Avec l'automne revint l'ouverture, et Miraut et Lisée connurent derechef les joies pures des matins de chasse.

C'était pourtant, pour les chasseurs et pour les chiens, une mauvaise année que cette année-là. Depuis plus de deux mois, ce qui avait permis d'admirables moissons et laissait espérer une vendange d'une merveilleuse qualité, un soleil implacable avait pompé sans relâche toute l'humidité de la terre, séchant les bas-fonds, tarissant les sources, faisant baisser le niveau des rivières.

Les prés « grillaient », disaient les paysans ; tout espoir de regains s'évanouissait et, dans la forêt, atteinte elle aussi, les frondaisons, précocement mûries et roussies, tombaient et jonchaient le sol. Lorsqu'on marchait dans les tranchées ou les clairières, cela faisait un bruit de foulée qui s'amplifiait considérablement : un saut de grenouille, le moindre grattement de mulot ou de musaraigne, le saut d'un merle venu sur le sol pour écarter les feuilles et chercher des graines ou des vermisseaux produisaient un cliquettement comparable, quant à l'intensité, à une course de renard ou à une fuite précipitée de bouquin.

Passé huit heures du matin, il était vain d'espérer lancer un lièvre ; suivre une piste à plus de deux cents mètres au dehors du taillis était absolument impossible, et Miraut et Bellone, et Lisée et Philomen connurent des matins où, malgré la meilleure volonté du monde et le profond désir et le merveilleux travail des chiens, on doit quand même rentrer bredouille.

Bien avant le lever du soleil, pour profiter, dans les bas-fonds abrités, d'une vague et problématique rosée, ils partaient tous quatre de concert. Les chiens quêtaient avec frénésie, trouvaient de-ci de-là de mauvais frets, hésitaient sur les rentrées parmi de vagues pistes à peine frayées, très embrouillées et extrêmement ténues.

Ce fut là que l'intelligence de Miraut et son sens profond de la chasse s'accrurent encore et se développèrent.

Le nez ne lui donnant que d'insuffisantes indications, il regarda aussi avec ses yeux, fit des efforts de mémoire, rapprocha certains faits, évoqua les chasses passées et, selon le sens de ses conclusions, visita telle cache plutôt que telle autre, ce fourré-ci de préférence à celui-là.

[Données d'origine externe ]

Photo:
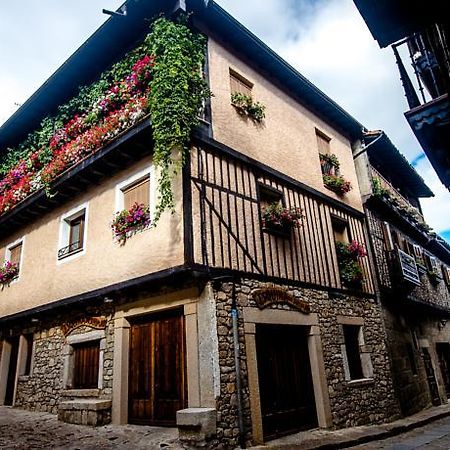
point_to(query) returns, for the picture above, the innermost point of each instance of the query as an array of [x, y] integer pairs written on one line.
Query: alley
[[434, 436], [24, 430]]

On arrivait tout de même à lancer grâce à lui. Mais si les chasseurs n'étaient point à portée pour arrêter l'oreillard dès le début de sa course, cinq minutes plus tard, ayant gagné la plaine ou quelque chemin, c'était fini et bien fini ; Miraut et Bellone, le nez obstrué, éternuant dans la poussière, renonçaient à la poursuite, d'autant que la chaleur, une chaleur impitoyable, leur faisait tirer une langue de six pouces au moins.